The Gwendolyn Brooks Library provides exemplary information and instruction services to guide learning, teaching, research, and discovery for the CSU community. Library units support University mission, values, and vision by providing access to global information resources through cutting-eduge technology, by developing user-centered services that foster academic excellence and student success, and by creating spaces where positive transformational academic experiences can occur.
Although the field of Library Science recognizes the contributions and expertise of public services and technical services librarians as distinct, the two units work together as one to provide access, instruction, and resources to all CSU students, faculty, staff and patrons.
Technical Services librarians follow and support national standards and practices in selecting, ordering, organizing, processing and developing information resources and library collections in print, electronic and other media and formats.

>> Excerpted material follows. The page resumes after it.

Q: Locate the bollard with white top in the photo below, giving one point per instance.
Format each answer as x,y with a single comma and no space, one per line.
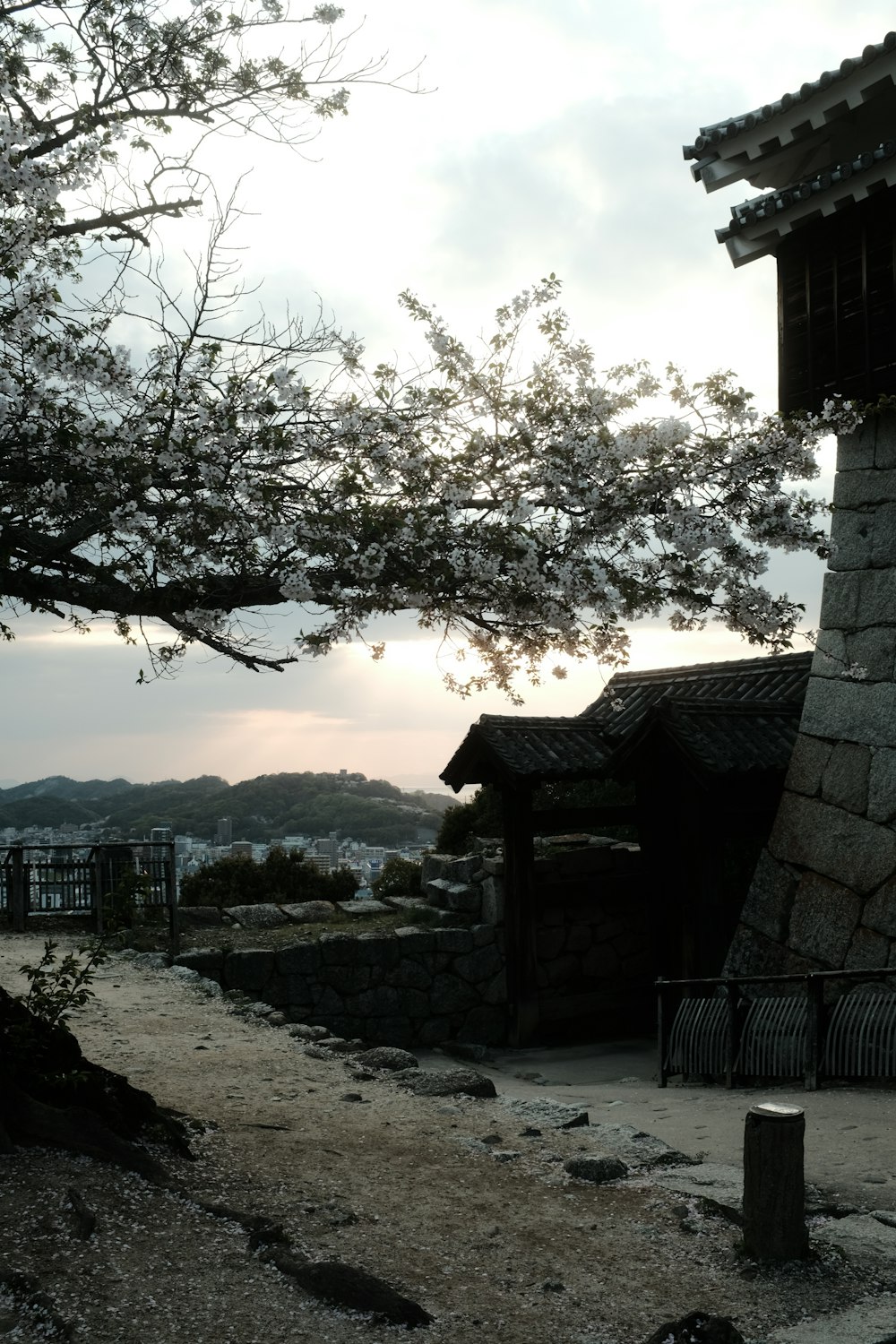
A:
774,1185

They account for all expenditures of library acquisitions budgets, maintain a quality online catalog, and support library service-related computing systems and applications. Those include the ProQuest Electronic Thesis and Dissertation system, the library’s server, consortial relationships, and maintenance of ROVER, the Library’s automated storage and retrieval system (ASRS). Technical Services librarians also provide technical support and assistance to the Archives unit.
Public Services librarians take the work of Technical Services librarians and share it with patrons. Reference librarians provide reference assistance and research training to CSU students, faculty, staff, alumni and community patrons. They assist and instruct on all facets of research, information and document retrieval and use of library resources. Reference service is available in person, via email, via chat or over the telephone. Working as partners with teaching faculty, reference librarians conduct library instruction sessions in all academic disciplines. The Access Services and Scholarly Communications Librarian oversees the operations which make access to information possible, including circulation, course reserves, interlibrary loan, and library stacks and collection management.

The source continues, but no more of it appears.